Every so often you read one of the many rock biographies/autobiographies and you just can't put it down due to the stories and revelations within being so chilling and unbelievable. Glenn Hughes, The Autobiography-From Deep Purple to Black Country Communion is one such book. Written by the legendary vocalist/bassist, with help from Joel McIver, this 250 book takes you from Hughes' humble beginnings, though this time with the funky hard rock trio Trapeze, to his take-off with Deep Purple, the beginnings of his addiction to cocaine, the lost opportunities with Hughes/Thrall, Gary Moore, and Black Sabbath, the many years of 'darkness' where his addiction spiraled out of control, getting sober, and finding new life and love with a new wife, solo career, and the formation of Black Country Communion with Joe Bonamassa, Jason Bonham, and Derek Sherinian.
As far as stories of excess and soul shattering addiction goes, it doesn't get more harrowing than this. After reading Hughes' detailed accounts of his addiction to cocaine, crack, alcohol, and ecstasy, you'll scratch your head wondering how he made it through it all…roughly 20 years to be exact. Stories of his late night shenanigans with Tommy Bolin, Ron Wood, David Bowie, John Bonham, Rob Halford, Tommy Lee, Ozzy Osbourne, Tony Iommi, and many other notable rock stars, are revealed in stunning detail, as are his failed romances with Linda Blair, Cherrie Currie, American Gladiator 'Lace', Karen Ulibarri, Angela Bowie, and others. Throughout much of the book, Hughes documents how his main friend/lover/enemy throughout most of this time period was his addiction, which took priority over everything, even music. As sad, heart wrenching, and pathetic many of these stories are (and it must have been hard to Hughes to admit much of these events), his fight to get sober and eventually attaining his sobriety in the late 90's, is an inspiration.

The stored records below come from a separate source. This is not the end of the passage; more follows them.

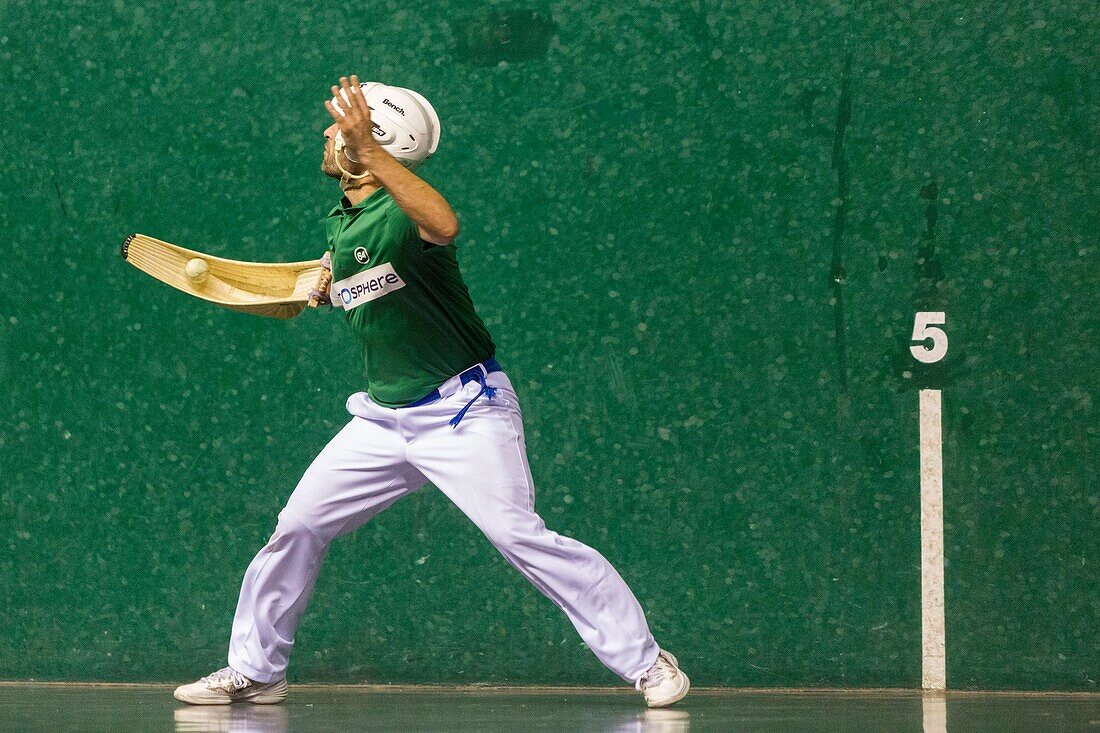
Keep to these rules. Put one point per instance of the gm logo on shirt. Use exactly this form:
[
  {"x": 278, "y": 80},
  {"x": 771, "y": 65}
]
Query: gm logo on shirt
[{"x": 366, "y": 285}]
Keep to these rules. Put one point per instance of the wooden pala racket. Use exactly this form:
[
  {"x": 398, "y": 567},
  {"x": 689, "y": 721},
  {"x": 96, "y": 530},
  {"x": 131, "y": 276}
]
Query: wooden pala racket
[{"x": 262, "y": 288}]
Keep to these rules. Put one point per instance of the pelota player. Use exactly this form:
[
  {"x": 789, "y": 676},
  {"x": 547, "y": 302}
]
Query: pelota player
[{"x": 438, "y": 408}]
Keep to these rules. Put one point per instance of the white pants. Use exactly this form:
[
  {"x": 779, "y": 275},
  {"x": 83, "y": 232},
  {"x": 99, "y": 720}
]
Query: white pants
[{"x": 481, "y": 466}]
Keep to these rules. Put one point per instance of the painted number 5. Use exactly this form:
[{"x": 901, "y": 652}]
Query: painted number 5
[{"x": 924, "y": 328}]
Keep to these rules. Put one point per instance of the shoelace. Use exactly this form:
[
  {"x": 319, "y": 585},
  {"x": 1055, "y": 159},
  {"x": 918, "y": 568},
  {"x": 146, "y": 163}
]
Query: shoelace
[
  {"x": 660, "y": 671},
  {"x": 228, "y": 679}
]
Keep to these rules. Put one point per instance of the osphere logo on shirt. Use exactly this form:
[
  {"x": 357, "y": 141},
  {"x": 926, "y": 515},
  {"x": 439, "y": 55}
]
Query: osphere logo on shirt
[{"x": 367, "y": 285}]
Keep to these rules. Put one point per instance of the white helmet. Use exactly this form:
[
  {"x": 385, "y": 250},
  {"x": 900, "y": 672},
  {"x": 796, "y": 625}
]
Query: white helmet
[{"x": 405, "y": 123}]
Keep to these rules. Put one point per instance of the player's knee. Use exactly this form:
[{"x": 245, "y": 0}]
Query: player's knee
[
  {"x": 518, "y": 533},
  {"x": 294, "y": 528}
]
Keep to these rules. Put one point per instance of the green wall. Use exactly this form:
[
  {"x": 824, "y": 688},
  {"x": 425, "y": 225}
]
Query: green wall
[{"x": 699, "y": 232}]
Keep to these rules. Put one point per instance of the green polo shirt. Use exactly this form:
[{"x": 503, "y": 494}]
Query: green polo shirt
[{"x": 404, "y": 298}]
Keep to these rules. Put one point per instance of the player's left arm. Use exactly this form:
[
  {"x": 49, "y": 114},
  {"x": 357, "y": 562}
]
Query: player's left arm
[{"x": 424, "y": 205}]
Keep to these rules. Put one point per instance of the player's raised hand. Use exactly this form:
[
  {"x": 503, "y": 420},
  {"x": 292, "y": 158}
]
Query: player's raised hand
[{"x": 352, "y": 115}]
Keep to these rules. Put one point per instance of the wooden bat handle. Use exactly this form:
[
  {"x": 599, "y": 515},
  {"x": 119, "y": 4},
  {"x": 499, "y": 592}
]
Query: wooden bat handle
[{"x": 323, "y": 280}]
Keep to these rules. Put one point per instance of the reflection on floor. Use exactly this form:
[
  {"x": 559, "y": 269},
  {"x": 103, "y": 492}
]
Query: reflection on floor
[{"x": 30, "y": 707}]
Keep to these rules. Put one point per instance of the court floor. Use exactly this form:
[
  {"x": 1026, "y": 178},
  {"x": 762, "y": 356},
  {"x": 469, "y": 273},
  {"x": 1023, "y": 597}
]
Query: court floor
[{"x": 31, "y": 707}]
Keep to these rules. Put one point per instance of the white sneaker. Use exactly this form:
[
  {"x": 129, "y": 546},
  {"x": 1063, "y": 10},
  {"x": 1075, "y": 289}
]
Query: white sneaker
[
  {"x": 227, "y": 686},
  {"x": 663, "y": 684}
]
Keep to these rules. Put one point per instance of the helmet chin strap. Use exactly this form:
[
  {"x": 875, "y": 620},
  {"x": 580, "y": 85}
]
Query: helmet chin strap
[{"x": 347, "y": 176}]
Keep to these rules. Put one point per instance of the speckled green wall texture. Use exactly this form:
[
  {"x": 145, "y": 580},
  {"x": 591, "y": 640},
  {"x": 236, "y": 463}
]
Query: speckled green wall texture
[{"x": 699, "y": 232}]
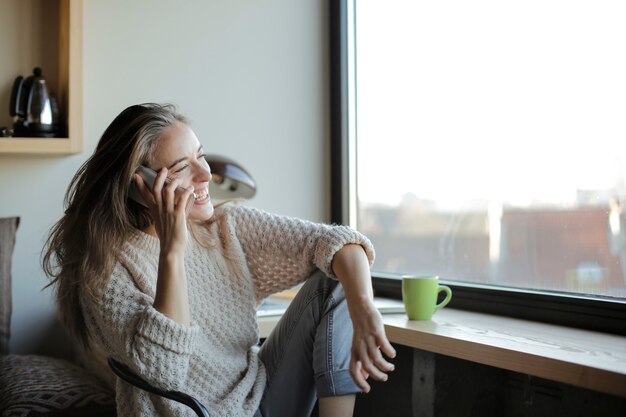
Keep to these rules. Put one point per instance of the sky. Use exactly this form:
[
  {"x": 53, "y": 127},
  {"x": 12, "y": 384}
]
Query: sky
[{"x": 508, "y": 101}]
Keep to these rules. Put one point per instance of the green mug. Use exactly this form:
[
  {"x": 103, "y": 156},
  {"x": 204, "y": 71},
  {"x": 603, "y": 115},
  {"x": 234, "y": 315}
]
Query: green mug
[{"x": 419, "y": 295}]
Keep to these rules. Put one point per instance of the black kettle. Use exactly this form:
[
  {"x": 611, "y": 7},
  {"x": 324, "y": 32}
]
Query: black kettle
[{"x": 35, "y": 111}]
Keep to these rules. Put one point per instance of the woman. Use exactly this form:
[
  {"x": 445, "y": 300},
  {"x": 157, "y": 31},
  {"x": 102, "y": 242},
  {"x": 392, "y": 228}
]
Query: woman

If you've ever been a fan of Glenn Hughes, you really need to read this book. While at times the stories he tells come from all over the place, and pop in and out of chronological order, it stays pretty consistent and follows the path from innocent musician/singer looking to become a rock star, attaining that success in one of the biggest bands in the world, falling into the wrong crowd, nearly dying from a horrible drug addiction, having the industry almost give up on him due to his mess of a life, and redemption after battling and beating his demons. Lots of time is spent talking about the music made with the many bands and musicians he's worked with, in addition to all the sex and drugs that go along with rock & roll. It certainly ain't pretty, but it's a damn fascinating read.